$49,500 USD | Sold
| Amelia Island, Florida
- Handsome combination of Midland Maroon Metallic over tan
- Flathead V-8 performance with excellent parts availability
- Older restoration that presents nicely and drives well
- Perfect entrée into the world of woodies
100 hp, 226 cu. in. OHV L-head “flathead” V-8 engine, three-speed manual transmission, independent front suspension with coil springs, wishbone-type longitudinally-mounted rear spring suspension, and four-wheel drum brakes. Wheelbase: 114 in.
In the quest to see who among the Big Three would be first to get their all-new post-war car to market, Ford Motor Company won the race in 1949. The company had its 1949 models in production and ready for the public by June 1948, beating Chevrolet by six months and Plymouth by nine months. Ford was rewarded with the claim of America’s number one auto manufacturer, with a production increase of over 300 percent from 1948 and an extended 16-month selling period.
So visually striking were the new slab-sided bodies with flush-mounted fenders, the 1949 models were fondly nicknamed “shoebox” Fords. Despite the nomenclature, the new cars were easily the most modern looking of the Big Three low-priced cars for 1949, and the public responded accordingly, with 31,412 deliveries of the new wagon.
With its new wagon, Ford set about simplifying the ownership of a traditional wood wagon. The new car featured an all-steel structure that virtually stopped the typical squeaking and much of the wind noise associated with a wood-bodied car. The design was much less complicated, with bolt-on, replaceable wood panels.
Until this time, all Ford wagons used solid maple framing, but the 1949’s framing was steel-covered, with paneling that was created by using the latest in electronic technology. Remarkably, the parts were created by using a microwave bonding process that squeezed a mixture of phenolic resin-coated wood pieces together to form a frame blank. Similarly, the panels were crafted by a layer of maple over an inner layer of ash. The roof, too, was now made from steel, and Ford offered the wagon in its higher-priced Custom series, but only as a two-door from 1949 to 1951.

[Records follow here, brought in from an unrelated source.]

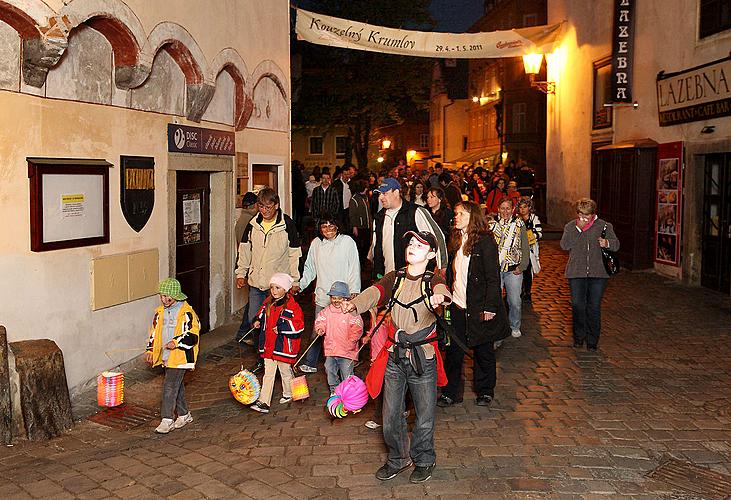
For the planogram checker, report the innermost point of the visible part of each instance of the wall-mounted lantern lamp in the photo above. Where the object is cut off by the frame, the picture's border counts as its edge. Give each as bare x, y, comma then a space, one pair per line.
532, 64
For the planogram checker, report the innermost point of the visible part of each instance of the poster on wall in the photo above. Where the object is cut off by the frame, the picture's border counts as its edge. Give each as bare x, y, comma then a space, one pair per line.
668, 210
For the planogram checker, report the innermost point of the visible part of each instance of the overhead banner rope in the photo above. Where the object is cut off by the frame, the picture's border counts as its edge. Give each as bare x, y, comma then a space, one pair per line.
336, 32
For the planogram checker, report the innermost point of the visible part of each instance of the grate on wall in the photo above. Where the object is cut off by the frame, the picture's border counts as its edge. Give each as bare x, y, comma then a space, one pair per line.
692, 478
123, 417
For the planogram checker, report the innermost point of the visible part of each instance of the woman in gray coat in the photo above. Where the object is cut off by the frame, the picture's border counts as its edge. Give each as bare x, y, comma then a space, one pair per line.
585, 271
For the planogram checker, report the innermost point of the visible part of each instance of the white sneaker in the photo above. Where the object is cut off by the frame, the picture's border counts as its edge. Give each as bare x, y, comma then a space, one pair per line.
182, 420
166, 425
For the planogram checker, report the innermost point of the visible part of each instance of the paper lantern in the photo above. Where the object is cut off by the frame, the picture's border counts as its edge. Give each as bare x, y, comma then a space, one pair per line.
110, 389
335, 407
353, 393
245, 387
300, 390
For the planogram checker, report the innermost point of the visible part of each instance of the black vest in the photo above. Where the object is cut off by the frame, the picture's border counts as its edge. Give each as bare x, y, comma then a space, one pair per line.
405, 221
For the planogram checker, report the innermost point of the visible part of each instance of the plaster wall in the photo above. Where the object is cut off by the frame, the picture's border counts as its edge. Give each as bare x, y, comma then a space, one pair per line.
665, 39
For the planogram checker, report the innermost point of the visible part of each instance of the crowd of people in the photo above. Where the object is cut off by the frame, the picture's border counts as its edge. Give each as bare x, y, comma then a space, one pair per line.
451, 258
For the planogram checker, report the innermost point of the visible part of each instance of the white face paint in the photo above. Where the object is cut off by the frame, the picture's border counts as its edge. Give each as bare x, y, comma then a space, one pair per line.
418, 252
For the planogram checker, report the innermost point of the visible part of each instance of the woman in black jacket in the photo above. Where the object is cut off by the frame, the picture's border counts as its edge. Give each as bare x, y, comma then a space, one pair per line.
477, 310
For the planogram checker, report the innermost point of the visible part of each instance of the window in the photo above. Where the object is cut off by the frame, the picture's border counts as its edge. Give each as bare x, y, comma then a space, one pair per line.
341, 145
316, 145
530, 20
520, 110
715, 17
602, 117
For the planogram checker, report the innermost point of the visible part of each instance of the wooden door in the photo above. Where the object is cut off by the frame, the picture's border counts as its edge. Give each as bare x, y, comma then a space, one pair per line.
192, 261
716, 236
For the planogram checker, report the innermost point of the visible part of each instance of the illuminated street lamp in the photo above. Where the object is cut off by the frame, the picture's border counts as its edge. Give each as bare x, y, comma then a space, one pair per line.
532, 65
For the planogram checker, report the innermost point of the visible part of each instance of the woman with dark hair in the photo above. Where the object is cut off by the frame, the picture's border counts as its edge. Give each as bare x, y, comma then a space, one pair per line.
417, 193
437, 203
477, 310
332, 257
584, 238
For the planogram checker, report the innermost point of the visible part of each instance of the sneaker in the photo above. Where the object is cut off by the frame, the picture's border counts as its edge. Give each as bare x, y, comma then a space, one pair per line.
182, 420
166, 425
260, 407
445, 401
483, 400
387, 472
421, 473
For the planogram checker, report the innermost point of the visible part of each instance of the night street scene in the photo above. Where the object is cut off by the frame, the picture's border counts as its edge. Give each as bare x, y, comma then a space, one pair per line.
264, 249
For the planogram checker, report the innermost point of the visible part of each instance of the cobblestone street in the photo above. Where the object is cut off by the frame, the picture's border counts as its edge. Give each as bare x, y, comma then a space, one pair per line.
565, 423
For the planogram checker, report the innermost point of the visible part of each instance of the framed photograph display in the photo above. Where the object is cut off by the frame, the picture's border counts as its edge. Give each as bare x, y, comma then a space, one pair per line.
69, 203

Painted Midland Maroon Metallic over a dark tan interior, this workmanlike woodie was restored in Oklahoma approximately 15 years ago and has been in its current owner’s collection for the last six years. He describes it as a nicely presented car that drives nicely and has proper underhood detailing commensurate with its age. Offering sprightly V-8 performance, readily available mechanical parts, and classic “shoebox” styling, this is the perfect entrée into the wonderful world of woodies!